Wednesday, May 15th was “load in” day when everyone brings their product and booths and starts setting up.
It comes in all forms from wooden crates delivered by fork lift to plastic tubs pushed on a dolly. Since we were so close to home this year we were able to forgo the wooden crates and bring a U-Haul truck. Once everything is in your space, the hard work starts — unpacking everything and assembling the booth.
For Indygo Junction, setting up the booth consists of dressing manikins, setting up the video monitors, making sure the pattern rack is stocked with all the new patterns and all the samples are all placed to their best advantage. Indygo Junction introduced more than 20 new patterns for this market. It’s a monumental job to get everything displayed properly. The booth was finally finished by Thursday afternoon. My newest pattern is the ruffled purse hanging on the manikin in this picture (#7).
Thursday night is one of my favorite parts of any Quilt Market — it’s called Sample Spree. Hundreds and hundreds of shop owners line up to attend this event. Many of the vendors set up tables and sell their products to shop owners in singles. The purpose of Market is to sell to shop owners at wholesale. Vendors set their own minimum order quantity. Indygo Junction sells 3 of each design, though at sample spree they will sell one. Purchasing just one pattern allows a shop owner to take it back to the shop and “test” it before their full order is shipped.

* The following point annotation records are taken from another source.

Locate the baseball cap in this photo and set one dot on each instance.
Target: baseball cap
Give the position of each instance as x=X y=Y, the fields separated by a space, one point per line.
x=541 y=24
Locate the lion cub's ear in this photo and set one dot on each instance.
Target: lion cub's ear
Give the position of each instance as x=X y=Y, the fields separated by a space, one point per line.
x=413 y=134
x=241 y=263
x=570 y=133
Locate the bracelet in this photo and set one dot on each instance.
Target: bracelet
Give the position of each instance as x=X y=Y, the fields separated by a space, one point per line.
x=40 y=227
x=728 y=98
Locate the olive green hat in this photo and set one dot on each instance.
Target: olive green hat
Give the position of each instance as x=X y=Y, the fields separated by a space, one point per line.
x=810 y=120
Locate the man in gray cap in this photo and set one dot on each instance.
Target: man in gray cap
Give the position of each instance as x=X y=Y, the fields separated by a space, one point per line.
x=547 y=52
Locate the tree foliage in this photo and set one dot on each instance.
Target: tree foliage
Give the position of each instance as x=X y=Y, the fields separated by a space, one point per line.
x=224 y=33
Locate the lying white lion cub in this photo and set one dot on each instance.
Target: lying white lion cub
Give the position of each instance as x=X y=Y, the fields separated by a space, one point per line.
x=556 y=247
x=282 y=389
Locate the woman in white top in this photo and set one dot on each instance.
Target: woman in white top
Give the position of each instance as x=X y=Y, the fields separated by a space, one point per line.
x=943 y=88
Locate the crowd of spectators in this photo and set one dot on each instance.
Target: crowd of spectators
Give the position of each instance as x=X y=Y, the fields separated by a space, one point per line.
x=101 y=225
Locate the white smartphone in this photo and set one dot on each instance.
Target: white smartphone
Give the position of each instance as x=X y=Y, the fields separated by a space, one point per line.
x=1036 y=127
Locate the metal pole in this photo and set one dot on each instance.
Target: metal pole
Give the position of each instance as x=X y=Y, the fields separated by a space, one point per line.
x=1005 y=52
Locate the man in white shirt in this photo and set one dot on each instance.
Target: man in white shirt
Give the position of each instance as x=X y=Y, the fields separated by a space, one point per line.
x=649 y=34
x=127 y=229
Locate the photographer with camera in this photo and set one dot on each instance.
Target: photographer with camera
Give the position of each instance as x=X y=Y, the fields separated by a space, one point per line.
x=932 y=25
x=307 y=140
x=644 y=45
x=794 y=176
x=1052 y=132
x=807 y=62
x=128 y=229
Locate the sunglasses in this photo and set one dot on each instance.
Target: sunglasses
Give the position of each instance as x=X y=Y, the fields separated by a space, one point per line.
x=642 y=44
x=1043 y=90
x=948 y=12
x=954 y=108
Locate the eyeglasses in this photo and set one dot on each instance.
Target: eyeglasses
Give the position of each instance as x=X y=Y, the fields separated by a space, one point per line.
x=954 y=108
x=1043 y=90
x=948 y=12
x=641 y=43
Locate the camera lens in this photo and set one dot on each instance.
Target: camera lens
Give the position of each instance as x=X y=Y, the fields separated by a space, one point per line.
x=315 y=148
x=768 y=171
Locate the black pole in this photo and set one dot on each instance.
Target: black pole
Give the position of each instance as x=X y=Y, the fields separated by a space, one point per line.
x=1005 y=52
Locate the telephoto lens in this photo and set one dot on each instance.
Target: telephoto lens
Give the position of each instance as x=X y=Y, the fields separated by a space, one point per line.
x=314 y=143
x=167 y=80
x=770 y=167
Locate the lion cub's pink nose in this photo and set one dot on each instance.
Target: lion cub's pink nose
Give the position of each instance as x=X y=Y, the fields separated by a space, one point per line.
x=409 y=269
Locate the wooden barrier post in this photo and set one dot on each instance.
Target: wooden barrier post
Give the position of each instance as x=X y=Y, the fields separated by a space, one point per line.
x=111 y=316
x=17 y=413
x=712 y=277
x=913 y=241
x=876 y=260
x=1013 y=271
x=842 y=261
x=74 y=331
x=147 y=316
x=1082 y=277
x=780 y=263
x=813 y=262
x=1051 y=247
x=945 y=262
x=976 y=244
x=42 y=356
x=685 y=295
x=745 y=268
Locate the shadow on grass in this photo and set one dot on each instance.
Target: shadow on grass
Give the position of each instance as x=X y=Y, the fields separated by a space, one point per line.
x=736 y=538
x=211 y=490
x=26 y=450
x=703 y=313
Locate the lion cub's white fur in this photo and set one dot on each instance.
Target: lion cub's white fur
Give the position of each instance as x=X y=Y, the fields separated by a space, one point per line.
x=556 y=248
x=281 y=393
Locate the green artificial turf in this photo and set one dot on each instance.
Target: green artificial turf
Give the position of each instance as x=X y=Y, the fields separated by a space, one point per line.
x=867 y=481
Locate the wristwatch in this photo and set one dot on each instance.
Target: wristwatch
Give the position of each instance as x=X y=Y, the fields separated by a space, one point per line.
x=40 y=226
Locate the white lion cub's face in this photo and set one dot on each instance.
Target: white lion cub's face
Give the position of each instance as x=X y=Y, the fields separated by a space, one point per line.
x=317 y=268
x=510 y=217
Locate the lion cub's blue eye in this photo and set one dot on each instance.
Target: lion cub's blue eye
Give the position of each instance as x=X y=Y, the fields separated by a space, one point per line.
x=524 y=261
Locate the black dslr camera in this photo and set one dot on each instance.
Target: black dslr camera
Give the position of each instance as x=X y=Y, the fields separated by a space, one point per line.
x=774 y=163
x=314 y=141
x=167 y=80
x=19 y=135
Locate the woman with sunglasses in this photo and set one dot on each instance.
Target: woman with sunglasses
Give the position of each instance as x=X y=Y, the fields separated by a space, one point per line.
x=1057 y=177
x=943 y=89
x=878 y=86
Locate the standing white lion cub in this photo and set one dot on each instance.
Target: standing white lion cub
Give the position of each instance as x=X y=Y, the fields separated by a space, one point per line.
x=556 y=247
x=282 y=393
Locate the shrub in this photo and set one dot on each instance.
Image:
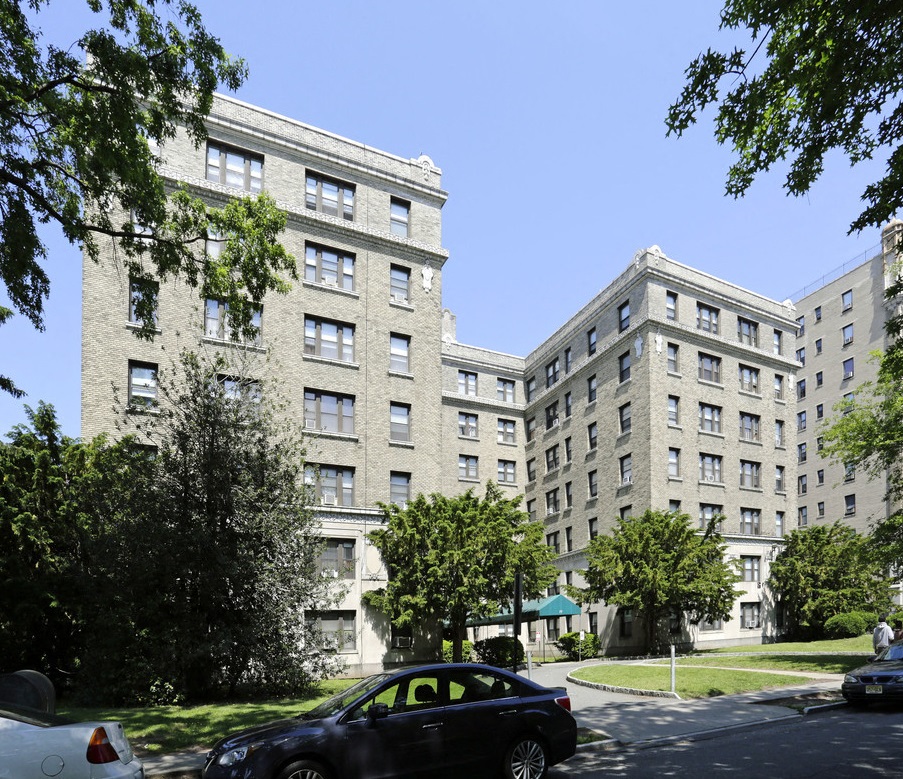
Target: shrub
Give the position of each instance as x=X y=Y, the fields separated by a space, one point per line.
x=575 y=649
x=849 y=625
x=499 y=651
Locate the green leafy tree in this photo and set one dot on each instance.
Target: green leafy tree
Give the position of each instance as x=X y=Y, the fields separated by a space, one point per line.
x=826 y=570
x=454 y=558
x=658 y=565
x=80 y=127
x=815 y=77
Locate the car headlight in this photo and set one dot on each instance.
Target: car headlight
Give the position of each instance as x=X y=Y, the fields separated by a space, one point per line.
x=234 y=756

My thanks to Peas in a Pod for sharing the above 2 photographs.
Most of those people run straight for the Moda booth. I think it resembles the running of the bulls. Moda has at least twelve 8-foot tables stacked four feet high with their newest fabric. They sell out in under 30 minutes. It’s like a feeding frenzy. Then the people start to visit other booths. Vendors can also take part in the buying frenzy. Over the years I have amassed a beautiful stockpile of silk, tons of machine embroidery thread, beads, books (signed), fabric and Bali Pops. I go nuts! It lasts until 10:00pm and by then everyone is ready to drop.
Market officially opens on Friday morning. It’s so peaceful before they open the doors.
Part of my job is to walk the show looking for new and different products and techniques that Indygo Junction could carry or feature in a pattern. I know it’s a tough job but somebody has to do it! And I get samples to try out. So much fun! The small booths are my favorites. I love to see what the individual entrepreneur is doing. The creativity on display is amazing The other part of my job is to work in our booth talking with customers about our new patterns and books. That part is fun, especially seeing those repeat customers. I also get to meet celebrities like Nancy Zieman, Jane Sassaman and Pokey Bolton.
Market is open until Sunday at 4:00 p.m. when the reverse process happens. Everything that was so lovingly put in its place on display, now gets put in plastic tubs and bags for the trip home. It’s a lot faster to pack everything up than it was to unpack and set up.
Market is over but the work isn’t. Now the administrative part of my job kicks in. One of my responsibilities in the office is the “Sample Closet”. That’s the place all of the samples live. And after each market I have to find room for all of those new samples that you saw in the Indygo Junction booth pictures. It’s always a tight squeeze.
Market is always fun and hard work — and it’s always good when it’s over!